PATTERN Cited by 1 source

View over copy for test data environment¶

Pattern¶

When creating a new data environment (e.g. per-PR test env), don't copy rows from the source environment — emit SQL views that point at the source environment's tables. Only tables that will be written by the pipeline under test get real tables, optionally seeded with a small partition range copied from the source.

-- Read table: view, no data copy
CREATE VIEW db_attribution_feature1.m_events
AS SELECT * FROM db_attribution_test.m_events;

-- Output table: real table with partition-range seed
-- (produced by the same data-env-creation script, driven by yaml config)

Why¶

Copying all data from _test into a new per-PR _featureN environment for a realistic-sized pipeline would take hours of Spark jobs + double the storage cost per open PR. Views collapse that to DDL-only operations in seconds, because no rows move.

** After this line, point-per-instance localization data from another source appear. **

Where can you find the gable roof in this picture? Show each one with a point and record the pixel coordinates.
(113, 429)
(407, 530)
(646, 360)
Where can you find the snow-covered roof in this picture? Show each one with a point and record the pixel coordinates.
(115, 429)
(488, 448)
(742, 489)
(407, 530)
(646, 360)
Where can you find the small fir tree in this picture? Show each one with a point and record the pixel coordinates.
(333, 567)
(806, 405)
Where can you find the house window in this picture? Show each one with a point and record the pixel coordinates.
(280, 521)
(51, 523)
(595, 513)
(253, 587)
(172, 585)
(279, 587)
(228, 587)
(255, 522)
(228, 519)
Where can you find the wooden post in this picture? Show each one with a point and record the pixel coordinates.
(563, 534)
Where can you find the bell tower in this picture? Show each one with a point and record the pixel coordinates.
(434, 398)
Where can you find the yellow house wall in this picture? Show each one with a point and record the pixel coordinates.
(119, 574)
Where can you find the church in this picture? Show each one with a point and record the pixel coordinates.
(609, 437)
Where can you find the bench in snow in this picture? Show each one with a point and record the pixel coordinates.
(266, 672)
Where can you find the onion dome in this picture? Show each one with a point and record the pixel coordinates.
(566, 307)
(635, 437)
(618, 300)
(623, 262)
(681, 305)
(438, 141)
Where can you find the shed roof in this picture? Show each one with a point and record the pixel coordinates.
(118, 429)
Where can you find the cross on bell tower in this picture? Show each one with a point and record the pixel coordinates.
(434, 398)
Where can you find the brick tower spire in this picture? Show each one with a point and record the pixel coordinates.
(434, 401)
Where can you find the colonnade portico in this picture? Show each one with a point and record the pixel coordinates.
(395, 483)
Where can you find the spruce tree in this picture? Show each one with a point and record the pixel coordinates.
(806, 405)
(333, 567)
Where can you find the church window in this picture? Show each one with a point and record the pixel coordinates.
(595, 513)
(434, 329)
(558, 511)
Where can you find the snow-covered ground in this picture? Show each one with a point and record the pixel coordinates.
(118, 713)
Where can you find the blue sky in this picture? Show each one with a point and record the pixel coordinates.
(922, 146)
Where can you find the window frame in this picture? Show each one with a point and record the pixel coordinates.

The asymmetry in a typical pipeline — hundreds of input tables, a handful of output tables — makes the view-based default massively cheaper than uniform copying.

How (Zalando's script)¶

From sources/2022-06-09-zalando-accelerate-testing-in-apache-airflow-through-dag-versioning, the data-environment creation script:

Reads yaml configs enumerating input + output tables per task.
For each input table: emit CREATE VIEW new_env.table AS SELECT * FROM source_env.table.
For each output table:
- Create a real (empty) table.
- If the config declares a seed partition range, copy only those partitions from the source env:
```
db_attribution.m_events:
    partitions:
        - date BETWEEN "x" AND "y"
```

Tradeoffs¶

✅ Creation time collapses from hours to seconds.
✅ Storage stays O(output tables × seed partitions) per env, not O(all tables).
✅ Read-only inputs are automatically fresh — views reflect the source env's current state.
❌ Views break if the pipeline-under-test needs to ALTER the schema of a read table — you'd need to materialise it first.
❌ Non-deterministic read sources — if the source env's tables are being mutated concurrently, the test run sees those mutations.
❌ Dropping or renaming a source table invalidates the view across every dependent env.

Scope¶

The pattern is most natural on catalog systems that support views on shared storage — Spark/Hive over S3 at Zalando; similarly applicable to Snowflake, BigQuery, Databricks, Iceberg, Delta Lake.

patterns/per-pr-airflow-environment-via-dag-versioning — the parent pattern; views-over-copies is the data-layer half.

Seen in¶

sources/2022-06-09-zalando-accelerate-testing-in-apache-airflow-through-dag-versioning — Zalando's marketing ROI pipeline data-env creation script defaults to view DDL for input tables, partition-range copy for output-table seeds.